The torch begins things and the torch can end things. I like that about it. I like that it channels something as elegant or brutal as fire and relies on my skill to decide which it will be. On a good day I can solder the wings onto a fly (I tell my students) but on a less good day I ignite the stray things on my bench and singe the cat. On a bad day I have the RMT (Reverse Midas Touch) and the torch in my hand can reduce a week of work to a puddle. But, ironically, on an average day in my studio the puddle is where things begin.  In a clay crucible I melt scrap and false starts and pour that hot little puddle into fresh ingots, which I roll into sheet, draw down into thin wire or forge.
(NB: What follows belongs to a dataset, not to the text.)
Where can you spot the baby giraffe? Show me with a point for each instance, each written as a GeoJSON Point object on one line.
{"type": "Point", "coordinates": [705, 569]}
I like that too, the recycling. It takes some of the fear and caution away, since I can always start again.

There’s a zone between the molten puddle and solid metal. Cranking up the oxygen or propane, tweaking the flame or pulling the fire away gives me control enough that I can play for a while in that semi-melt zone. Metals act like clay there. At around 1600° F a sheet of silver begins to sag and then crumbles or breaks; a bit more heat and edges become round and broken bits begin to fuse together. More still and you can burn a hole right through the middle of a solid sheet. Hmmmm. Too much heat and you start again. I try to stick to the first three and avoid the last.

I’ve used this particular torch for thirty years – I know, I know, I must have been a baby when I found it back in New York. I write ‘found’ because I’m not sure how I came by it.  Probably it was used, which I also like. It has traveled with me across the country and from studio to studio. The torch is an old-school Hoke, the kind that the old timers used and my teacher had at his bench. Like ducklings following a bowling ball, I’m sure that I imprinted on his. Different tips screw on to produce larger or smaller flames as the job requires. They are tiny and made of brass, although mine are charred and scaled. The character of the flame is adjusted by balancing the mix of propane and oxygen. It’s a bit like fiddling with the hot and cold valves in the shower. A big bushy flame is gentle and heats big things evenly; a hissy, pointy little flame is hot enough to spot heat and weld.

Ninja soldering: get in, do the job and get out. Linger too long and you do serious damage. The torch giveth and the torch taketh away.